The third Art021 Shanghai Contemporary Art Fair, which closed on Sunday, has become the largest of the city’s burgeoning art events. This year’s move to the Shanghai Exhibition Centre allowed it to expand to include 75 galleries, up from 54 last year and 29 in 2013. “We don’t have an ideal number, but we are more than 25% international,” said the fair’s co-founder Zhou Ying, adding that the aim is “to keep a balance as a local fair but with international galleries to keep the business fresh”.
Newcomers included Gagosian Gallery, joining its first mainland fair since Art Beijing a decade ago, said the director of Gagosian Hong Kong Li Xi. The gallery was not able to confirm sales, but Li did say that they had met potential new clients. “To a gallery, this is the most important thing, you need a connection. Even if we sold everything, it is less important, new friends are the most valuable.” The gallery brought mostly newer works by its top names, including Nam June Paik, Thomas Houseago, Sterling Ruby and Dan Colen.

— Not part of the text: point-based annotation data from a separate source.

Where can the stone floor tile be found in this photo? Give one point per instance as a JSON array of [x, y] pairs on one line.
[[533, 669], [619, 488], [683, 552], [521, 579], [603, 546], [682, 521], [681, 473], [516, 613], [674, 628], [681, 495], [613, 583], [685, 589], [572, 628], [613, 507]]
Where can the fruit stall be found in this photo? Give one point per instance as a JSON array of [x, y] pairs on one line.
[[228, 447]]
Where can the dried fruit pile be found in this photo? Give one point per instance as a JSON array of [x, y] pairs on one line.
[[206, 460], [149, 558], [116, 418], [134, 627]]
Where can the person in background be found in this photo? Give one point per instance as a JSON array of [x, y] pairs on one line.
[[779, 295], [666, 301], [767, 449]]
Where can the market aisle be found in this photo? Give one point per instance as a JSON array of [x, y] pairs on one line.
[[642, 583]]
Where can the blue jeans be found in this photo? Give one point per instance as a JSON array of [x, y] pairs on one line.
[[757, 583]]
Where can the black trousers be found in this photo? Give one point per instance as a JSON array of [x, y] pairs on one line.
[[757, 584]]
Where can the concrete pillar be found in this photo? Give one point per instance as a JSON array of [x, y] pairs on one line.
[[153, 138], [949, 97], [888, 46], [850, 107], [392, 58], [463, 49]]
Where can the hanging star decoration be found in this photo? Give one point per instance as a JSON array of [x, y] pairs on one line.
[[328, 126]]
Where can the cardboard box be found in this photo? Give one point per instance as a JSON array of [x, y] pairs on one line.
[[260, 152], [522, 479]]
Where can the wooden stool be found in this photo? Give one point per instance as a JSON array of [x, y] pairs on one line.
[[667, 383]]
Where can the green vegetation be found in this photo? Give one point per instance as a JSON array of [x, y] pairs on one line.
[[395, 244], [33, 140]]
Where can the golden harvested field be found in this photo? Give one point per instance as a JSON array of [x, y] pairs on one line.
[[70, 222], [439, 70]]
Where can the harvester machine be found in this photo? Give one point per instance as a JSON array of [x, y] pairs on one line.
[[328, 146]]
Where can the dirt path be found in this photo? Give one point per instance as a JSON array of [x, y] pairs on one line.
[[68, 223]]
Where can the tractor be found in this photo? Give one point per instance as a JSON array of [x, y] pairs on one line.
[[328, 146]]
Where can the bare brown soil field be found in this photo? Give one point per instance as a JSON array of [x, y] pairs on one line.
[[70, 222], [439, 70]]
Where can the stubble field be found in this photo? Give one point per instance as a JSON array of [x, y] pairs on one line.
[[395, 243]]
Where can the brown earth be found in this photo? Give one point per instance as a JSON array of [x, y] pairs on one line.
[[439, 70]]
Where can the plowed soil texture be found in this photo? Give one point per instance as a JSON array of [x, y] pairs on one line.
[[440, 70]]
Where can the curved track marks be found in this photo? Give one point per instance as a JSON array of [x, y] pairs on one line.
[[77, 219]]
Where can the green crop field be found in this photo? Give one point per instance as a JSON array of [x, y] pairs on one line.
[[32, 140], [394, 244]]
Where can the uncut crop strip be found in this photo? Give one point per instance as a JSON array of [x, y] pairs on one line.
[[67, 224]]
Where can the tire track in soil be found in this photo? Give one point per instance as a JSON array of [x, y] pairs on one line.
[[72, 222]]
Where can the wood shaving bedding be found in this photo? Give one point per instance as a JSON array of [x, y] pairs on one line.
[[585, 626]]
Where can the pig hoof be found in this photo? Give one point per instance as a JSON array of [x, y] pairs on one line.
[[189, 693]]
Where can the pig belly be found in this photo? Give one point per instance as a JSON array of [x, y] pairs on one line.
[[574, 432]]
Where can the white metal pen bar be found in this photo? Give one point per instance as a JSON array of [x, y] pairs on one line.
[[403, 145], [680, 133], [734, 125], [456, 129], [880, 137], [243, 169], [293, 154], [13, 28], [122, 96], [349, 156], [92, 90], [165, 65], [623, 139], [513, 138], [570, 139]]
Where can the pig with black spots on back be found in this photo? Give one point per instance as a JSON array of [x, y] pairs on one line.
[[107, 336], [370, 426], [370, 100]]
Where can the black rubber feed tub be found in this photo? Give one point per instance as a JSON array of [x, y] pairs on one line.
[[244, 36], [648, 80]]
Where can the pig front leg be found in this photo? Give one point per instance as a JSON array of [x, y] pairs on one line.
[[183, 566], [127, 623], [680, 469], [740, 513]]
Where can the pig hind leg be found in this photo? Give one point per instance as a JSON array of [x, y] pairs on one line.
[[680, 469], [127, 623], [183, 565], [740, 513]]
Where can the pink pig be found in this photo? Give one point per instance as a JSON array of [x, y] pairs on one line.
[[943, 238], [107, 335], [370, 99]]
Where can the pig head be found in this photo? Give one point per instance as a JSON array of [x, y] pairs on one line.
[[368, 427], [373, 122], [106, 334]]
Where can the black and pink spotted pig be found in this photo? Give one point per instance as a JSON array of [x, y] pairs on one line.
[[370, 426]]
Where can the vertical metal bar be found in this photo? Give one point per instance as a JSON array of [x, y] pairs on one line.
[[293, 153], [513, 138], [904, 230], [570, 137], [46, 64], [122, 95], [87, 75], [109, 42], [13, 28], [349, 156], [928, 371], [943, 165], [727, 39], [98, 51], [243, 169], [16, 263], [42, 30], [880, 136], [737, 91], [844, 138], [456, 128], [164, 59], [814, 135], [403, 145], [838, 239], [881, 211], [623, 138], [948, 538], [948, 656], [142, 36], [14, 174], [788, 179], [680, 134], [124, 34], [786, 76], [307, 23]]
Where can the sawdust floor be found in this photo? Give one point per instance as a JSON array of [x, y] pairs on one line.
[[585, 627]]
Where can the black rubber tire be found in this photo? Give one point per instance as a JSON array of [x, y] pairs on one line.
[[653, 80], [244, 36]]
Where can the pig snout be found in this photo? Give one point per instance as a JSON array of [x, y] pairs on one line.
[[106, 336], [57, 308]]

Marian Goodman Gallery, returning to 021 for a second year, reported meeting mostly Chinese collectors, “but also a lot from the rest of Asia, including Hong Kong and Korea, which is up from last year,” a spokeswoman said. “We continue to have a great conversation with new collectors and those we met last year. It is becoming the most important fair in the Mainland.”
Fair highlights included the small but popular public installation art series, particularly Liu Wei’s jagged glass sculpture Puzzle on an outdoor terrace, and Xavier Veilhan’s wooden, life-size Brian Eno statue, which surveyed the main hall from the stairs. Zhang Peili’s A standard, uplifting, and distinctive circle, along with its sound system, a microphone revolving around a selection of antique radios, was a crowd pleaser at Beijing’s Boers-Li Gallery, selling to a southern Chinese private museum. Images of Tao Aimin’s untitled assemblages of vintage Chinese washboards, at Beijing’s Ink Studio, dominated WeChat and all three editions sold to Shanghai-based collectors for 68,000 RMB each.
Chinese galleries reported wildly divergent sales, some selling out their booths while adjacent neighbors moved few if any works. Beijing Red Gate Gallery founder Brian Wallace reported excellent energy despite selling only two paintings as of day three: Jiang Weitao’s A2015 No12 for 45,000 RMB, and Zhou Jinrong’s Landscape Taihe Palace, for 20,000 RMB. The 20 younger or smaller galleries in the 1+1 section on the mezzanine saw particularly tepid traffic. International galleries meanwhile described more consistently middling sales. The biggest complaint was that the collector ranks have stayed static while competition has expanded.